Als ich heute am Flughafen ankam, fragte mich ein Polizist, woher ich käme – offenbar sah er mir an, dass hinter mir eine Route liegt, die einem Drogenkurier alle Ehre machen würde. Oder einem Waffenhändler. Oder beiden. In Berlin Berettas gekauft, in Amsterdam Kokain, per Zug weiter nach Neapel (nie mit dem Auto, da ist das Risiko, gefilzt zu werden, zu groß), das Kokain in Neapel verkauft, die Waffen in Cosenza.

Tatsächlich war es eine Reise, in dessen Verlauf ich ziemlich zugenommen habe – so nennt man das in Italien, wenn man sich über ein Lob freut: Mi sono ingrassata, ich bin dicker geworden. In Amsterdam hatte ich zum ersten Mal Gelegenheit, meinem Übersetzer gegenüberzusitzen, Marcel Misset (der übrigens den Holländern auch Charlottes Roche Feuchtgebiete näherbrachte) , dann die Preisverleihung in Nocera (Heute konnte ich in dem Bericht des Mattino nachlesen, wie Generalstaatsanwalt Franco Roberti in seiner Rede die katholische Kirche kritisiert hat, was in Italien geradezu blasphemisch ist: Wenn die Kirche eine deutlichere Position gegenüber der Mafia bezogen hätte, dann gäbe es kein Schweigegebot mehr, sagte er. ) Die Generalkonsulin von Neapel, Angelika Völkel, hat ebenfalls eine wunderbare Rede gehalten, in deren Verlauf ich auch etwas zunahm, und um die Einzigartigkeit italienischer Preisverleihungen noch mehr herauszuheben, will ich nicht verschweigen, dass wir danach zum Lunch in der Villa Lanzara eingeladen waren: auf Einladung der Baronessa Cettina Lanzara, einer wunderbaren Dame mit karmesinroten Lippen und karmesinrotem Nagellack, deren Hände auf dem elfenbeinernen Knauf ihres Spazierstocks ruhten (für das Alter merken: Nie das Haus verlassen ohne Karmesinrot auf den Lippen!). Umschwirrt von Dienern in weißer Livree nahmen wir den Apéritif im Garten unter riesigen Kamelienbäumen ein, es folgte der Lunch im Liberty-Salon. Es war wie in einem Visconti-Film. Wenn nicht auf einem kleinen Grundstück neben dem Palazzo gerade illegal einer der vielen Betonbunker hochgezogen wurde, mit dem Nocera bis zur Unkenntlichkeit zerstört wurde. Von der Camorra. 

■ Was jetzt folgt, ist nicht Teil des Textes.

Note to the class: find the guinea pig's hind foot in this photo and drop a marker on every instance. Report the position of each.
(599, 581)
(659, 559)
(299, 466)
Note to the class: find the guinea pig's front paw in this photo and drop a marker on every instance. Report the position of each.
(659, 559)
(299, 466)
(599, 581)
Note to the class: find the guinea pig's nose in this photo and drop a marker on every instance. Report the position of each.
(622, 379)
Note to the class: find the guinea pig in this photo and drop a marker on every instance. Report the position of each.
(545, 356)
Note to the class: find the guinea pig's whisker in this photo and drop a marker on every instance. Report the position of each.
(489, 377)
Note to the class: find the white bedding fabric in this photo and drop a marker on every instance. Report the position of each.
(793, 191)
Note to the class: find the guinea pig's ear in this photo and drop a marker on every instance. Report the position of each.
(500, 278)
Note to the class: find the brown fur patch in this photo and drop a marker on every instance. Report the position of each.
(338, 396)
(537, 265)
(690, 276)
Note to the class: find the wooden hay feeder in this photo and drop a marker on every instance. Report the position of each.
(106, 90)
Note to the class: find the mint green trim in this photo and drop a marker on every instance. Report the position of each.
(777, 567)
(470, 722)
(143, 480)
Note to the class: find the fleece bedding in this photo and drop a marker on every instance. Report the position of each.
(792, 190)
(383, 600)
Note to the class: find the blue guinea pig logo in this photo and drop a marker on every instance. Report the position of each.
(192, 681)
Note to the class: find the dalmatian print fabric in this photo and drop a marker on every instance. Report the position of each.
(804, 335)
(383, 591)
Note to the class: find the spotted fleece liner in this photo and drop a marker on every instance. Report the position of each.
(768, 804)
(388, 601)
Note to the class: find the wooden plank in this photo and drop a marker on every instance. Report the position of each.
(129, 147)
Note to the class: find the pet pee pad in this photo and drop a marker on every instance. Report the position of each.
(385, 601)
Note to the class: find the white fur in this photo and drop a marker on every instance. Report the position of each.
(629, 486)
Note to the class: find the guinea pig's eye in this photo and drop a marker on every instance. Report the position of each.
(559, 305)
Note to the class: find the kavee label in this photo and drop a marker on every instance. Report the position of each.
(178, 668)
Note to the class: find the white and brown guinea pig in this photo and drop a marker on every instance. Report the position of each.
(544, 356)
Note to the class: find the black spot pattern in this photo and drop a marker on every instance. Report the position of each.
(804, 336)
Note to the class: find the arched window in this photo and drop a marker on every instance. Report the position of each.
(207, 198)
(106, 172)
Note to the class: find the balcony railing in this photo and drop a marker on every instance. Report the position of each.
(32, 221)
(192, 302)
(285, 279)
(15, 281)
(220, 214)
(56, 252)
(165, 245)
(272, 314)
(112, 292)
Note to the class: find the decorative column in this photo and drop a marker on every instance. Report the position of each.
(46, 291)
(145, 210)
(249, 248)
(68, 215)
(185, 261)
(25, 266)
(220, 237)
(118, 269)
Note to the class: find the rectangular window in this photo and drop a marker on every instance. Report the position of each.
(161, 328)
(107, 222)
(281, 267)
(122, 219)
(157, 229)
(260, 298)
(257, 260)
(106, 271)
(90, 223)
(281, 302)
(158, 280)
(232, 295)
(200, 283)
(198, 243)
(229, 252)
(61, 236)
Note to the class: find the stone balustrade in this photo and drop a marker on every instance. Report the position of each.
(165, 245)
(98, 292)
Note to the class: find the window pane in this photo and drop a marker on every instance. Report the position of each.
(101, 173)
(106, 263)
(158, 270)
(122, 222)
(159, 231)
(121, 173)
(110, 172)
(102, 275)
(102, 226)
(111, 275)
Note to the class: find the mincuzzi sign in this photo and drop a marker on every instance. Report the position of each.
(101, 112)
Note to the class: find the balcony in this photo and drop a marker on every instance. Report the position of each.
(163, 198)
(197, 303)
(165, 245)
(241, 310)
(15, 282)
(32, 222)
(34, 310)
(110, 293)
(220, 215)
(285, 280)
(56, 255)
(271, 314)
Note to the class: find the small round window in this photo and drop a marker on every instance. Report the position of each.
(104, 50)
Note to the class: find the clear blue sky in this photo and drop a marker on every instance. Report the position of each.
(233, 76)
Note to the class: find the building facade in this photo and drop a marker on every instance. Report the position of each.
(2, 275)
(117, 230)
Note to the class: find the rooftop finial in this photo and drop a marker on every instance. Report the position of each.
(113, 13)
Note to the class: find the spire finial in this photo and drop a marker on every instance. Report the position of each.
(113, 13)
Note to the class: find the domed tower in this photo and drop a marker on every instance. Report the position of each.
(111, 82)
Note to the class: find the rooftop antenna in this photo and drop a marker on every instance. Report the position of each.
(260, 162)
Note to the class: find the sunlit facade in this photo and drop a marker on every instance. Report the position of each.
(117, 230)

Dann fuhr ich mit dem Zug weiter Richtung Cosenza (Drogenhändler, so heißt es, verstecken ihre Ware übrigens gerne in der Toilette über dem Wasserkasten), wo ich mein Buch an der Universität von Kalabrien vorgestellt habe – auf Einladung der hier seit über 30 Jahren lehrenden, von mir hochverehrten, deutschen Soziologin Renate Siebert. Da habe ich noch mehr zugenommen. Alles in allem mindestens zwanzig Kilo.

Grazie.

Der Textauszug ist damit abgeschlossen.